Work Text:
The skies were the most glorious place in the world.
Hiccup had always liked looking at things. It was why he liked to draw; he could draw something he’d seen in the woods or up on the mountain or down by the sea, he could draw it and then look at it again and again and again. He loved maps and books with pictures in; the only book on the entire island he had failed to devour in his quest for pictures as a child was The Book of Dragons, which coincidentally turned out to be the book with the most pictures in. His fear of dragons had never really got him anywhere; his ability to look and to see things in others and in himself, to see himself in others, to see a scared, resigned soul in desperate need of help, had got him rather a long way.
Up in the sky, on the back of his glorious dragon, he could see absolutely everything. Indeed, he could see and had seen so much that he had no real need to draw anything anymore. His mind was so full of dragons and trees and sea creatures and beautiful colours and swirling birds and and swathes and swathes of creation that he didn’t need to draw if for his own satisfaction.
He did anyway.
Maps and illustrations scrawled in charcoal and squid ink, ash and chicken blood, pastes made out of crushed flower petals and blades of grass, bits of shell and fish scales. He made schematics for creations and inventions; they were nailed into the walls, bound into books, carvings scratched into the skirting board and the walls and the ceiling, arms of chairs and edges of tables.
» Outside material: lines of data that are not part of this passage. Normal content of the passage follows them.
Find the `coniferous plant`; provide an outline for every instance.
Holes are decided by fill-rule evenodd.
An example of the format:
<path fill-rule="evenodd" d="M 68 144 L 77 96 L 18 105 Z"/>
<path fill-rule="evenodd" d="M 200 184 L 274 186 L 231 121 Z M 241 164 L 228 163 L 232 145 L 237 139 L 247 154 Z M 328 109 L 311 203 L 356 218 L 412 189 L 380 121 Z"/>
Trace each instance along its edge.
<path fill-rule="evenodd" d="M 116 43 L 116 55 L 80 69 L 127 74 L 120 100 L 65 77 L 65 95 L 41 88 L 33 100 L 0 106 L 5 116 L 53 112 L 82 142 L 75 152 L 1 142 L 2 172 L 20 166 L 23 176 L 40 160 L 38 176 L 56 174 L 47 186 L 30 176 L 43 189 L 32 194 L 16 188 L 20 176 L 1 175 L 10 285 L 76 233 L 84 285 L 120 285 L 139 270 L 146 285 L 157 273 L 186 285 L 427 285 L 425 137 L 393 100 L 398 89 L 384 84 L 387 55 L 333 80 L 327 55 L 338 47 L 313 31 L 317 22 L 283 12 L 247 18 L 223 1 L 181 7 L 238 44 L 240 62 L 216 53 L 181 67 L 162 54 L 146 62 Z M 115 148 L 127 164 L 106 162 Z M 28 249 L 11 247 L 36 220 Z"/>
He did it when he couldn’t fly, he did it when he couldn’t be out, he did it when he was stuck indoors coughing and sneezing and spluttering and no one including his dragon had any kind of interest in letting him out of the house.
But there was nothing like being in the air, being buffeted by the wind, with splatters of cloud condesing on your cheeks. Nothing like looking down at waves frothing, full of dark blue and light blue and green and grey and foam, sea creatures jumping out of the ocean, jumping back in. Fly a bit further and rocks would come gnawing out of the water, chewing at it until they had their teeth on the land. The teeth weren’t pretty, they were mossy and cracked and split. The land was nicer, green, orange, yellow, brown. Trees that bristled and swayed, rivers that rumbled over cliffs so loudly Hiccup could hear them from hundreds of metres up. Lakes so big they were almost seas themselves. Mountains so high that to reach the top meant flying through every colour, every cloud, until the air got thin and looking below didn’t even result in anything because tit was all hidden by the clouds.
That far up, they could both scream and roar and no would hear. They could scream and roar and be free.
Up where no one went, the world was the most magnificent of all.